Osoba z zaburzeniem osobowości powinna sama zdecydować czy chce to leczyć czy nie. Dokładnie tak samo jak leczyć uzależnienie od alkoholu czy narkotykach.

----------


## Psychology of Life

Zapraszamy - Psychology of Life - internetowa poradnia psychoedukacyjna - psychologiazycia. com

----------


## Nie zarejestrowany

poszukując opisu socjopaty jestem przekonana , że moja synowa jest socjopatka.
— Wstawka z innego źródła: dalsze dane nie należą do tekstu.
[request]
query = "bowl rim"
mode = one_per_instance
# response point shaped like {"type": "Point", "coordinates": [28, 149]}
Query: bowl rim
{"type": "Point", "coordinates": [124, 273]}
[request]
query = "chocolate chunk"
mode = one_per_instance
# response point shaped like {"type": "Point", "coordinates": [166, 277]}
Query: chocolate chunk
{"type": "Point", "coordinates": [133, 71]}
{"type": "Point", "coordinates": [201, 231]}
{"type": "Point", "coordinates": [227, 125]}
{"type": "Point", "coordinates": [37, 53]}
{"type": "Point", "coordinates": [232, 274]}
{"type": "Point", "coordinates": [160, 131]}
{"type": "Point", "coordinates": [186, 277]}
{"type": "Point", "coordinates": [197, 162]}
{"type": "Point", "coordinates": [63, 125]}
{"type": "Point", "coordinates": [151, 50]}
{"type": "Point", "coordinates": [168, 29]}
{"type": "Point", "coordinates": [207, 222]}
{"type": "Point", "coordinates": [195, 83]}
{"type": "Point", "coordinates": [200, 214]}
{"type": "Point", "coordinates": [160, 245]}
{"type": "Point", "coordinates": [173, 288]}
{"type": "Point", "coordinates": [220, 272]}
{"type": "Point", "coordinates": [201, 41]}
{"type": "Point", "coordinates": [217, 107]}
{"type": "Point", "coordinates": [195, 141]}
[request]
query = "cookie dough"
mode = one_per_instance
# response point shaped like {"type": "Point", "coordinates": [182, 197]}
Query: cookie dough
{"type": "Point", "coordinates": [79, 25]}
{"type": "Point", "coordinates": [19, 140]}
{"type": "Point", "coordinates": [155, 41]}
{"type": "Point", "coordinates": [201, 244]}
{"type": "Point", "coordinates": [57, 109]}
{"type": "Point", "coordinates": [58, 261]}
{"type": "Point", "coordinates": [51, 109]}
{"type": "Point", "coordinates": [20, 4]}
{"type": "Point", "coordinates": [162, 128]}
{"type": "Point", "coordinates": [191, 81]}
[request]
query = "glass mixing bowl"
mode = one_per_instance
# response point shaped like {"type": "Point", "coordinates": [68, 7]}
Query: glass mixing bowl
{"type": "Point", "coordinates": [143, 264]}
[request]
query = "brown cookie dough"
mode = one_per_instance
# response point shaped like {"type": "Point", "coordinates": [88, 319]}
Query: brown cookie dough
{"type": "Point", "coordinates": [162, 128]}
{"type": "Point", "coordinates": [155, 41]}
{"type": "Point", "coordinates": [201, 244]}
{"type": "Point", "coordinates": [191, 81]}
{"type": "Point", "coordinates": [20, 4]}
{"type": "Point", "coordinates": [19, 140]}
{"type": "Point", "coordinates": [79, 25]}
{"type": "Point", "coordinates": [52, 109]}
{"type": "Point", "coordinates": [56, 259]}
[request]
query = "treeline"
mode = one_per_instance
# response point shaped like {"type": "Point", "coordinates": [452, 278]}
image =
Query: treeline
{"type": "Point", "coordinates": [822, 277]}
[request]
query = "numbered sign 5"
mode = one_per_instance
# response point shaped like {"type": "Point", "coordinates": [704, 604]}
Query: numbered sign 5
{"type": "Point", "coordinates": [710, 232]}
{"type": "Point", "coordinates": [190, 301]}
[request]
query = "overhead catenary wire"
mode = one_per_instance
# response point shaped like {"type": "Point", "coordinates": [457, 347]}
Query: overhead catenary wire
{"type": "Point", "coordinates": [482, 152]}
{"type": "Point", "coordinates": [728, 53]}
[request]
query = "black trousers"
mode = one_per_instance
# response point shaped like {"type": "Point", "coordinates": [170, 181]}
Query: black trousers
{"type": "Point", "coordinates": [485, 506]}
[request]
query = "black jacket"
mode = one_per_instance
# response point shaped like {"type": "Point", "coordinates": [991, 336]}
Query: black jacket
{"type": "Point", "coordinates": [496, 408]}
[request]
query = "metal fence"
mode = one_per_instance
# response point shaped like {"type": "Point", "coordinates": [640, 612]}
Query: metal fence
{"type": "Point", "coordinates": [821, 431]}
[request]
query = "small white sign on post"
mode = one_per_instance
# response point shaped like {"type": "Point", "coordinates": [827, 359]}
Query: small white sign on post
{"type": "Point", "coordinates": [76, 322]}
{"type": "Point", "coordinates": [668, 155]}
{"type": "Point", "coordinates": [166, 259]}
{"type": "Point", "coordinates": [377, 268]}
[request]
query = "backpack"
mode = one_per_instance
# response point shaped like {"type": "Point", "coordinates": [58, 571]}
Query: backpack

To co wyrabia z moim synem przechodzi ludzkie pojęcie . Kłóci sie z nim o wszystko . syn jest kierowcą . Jeździ nocą . Po powrocie chcąc się przespać jest róznie .Raz da mu się wyspać , a innym razem przynosi dzieci do pokoju i każe nimi sie zajmować . Na prośby syna , że musi się przespać robi karczemna awanurę  . Ma straszne wachania nastrojów . Raz jest miła a za moment krzyczy , kłóci sie z każdym . Nie ma żadnych przyjaciół .Są 3 lata po slubie , 2 dzieci . Z pierwszym mężem była mężatką 1/2 roku . Zostawił ją i jak to określił , wreszcie jest szczęśliwy a te pół roku to  był koszmar . Ze mna rozmawiała , bo robiłam jej obrusy , sweterki na drutach . Niedawno zupełnie przypadkowo usłyszałam jak kłóci się  z synem , wyzywa go od debili i stwierdziła , że ma robić co ona każe , bo jak  nie to nie pozwoli mu sie kontaktować z rodziną i dziećmi( syn kocha bardzo dzieci ). Gdy zwróciłam jej uwagę na takie zachowanie , stałam się nastepnym wrogiem . Podłość i mściwość to są jej przyjaciele. Chociaż chwilami myślę , że chyba syn jest chory , bo jak można żyć w tak chorym związku.

----------


## Jaaa

Socjopaci mają inaczej zbudowane niektóre obszary mózgu niż zdrowi ludzie, więc jak najbardziej socjopatia jest chorobą i można ją zobaczyć fizycznie. Są podejmowane (skuteczne) próby leczenia socjopatii poprzez  stymulowanie prawidłowego rozwoju mózgu w obszarach że tak powiem niedorozwiniętych u osób dorosłych.

----------


## stalker8

Mam to skomentować? Ten wpis za moje wczorajsze zachowanie w wątku o masturbacji? Napisałem, co napisałem; chodziło mi o to, że każdą wypowiedź można po swojemu interpretować, a mając pozycję społeczną do tego by rozporządzać czyimś losem - według swojej potrzeby i uzasadniać dobrem ogółu... większość to rozumie i nie ma aspiracji/desperacji by tu coś... pisać jak ja.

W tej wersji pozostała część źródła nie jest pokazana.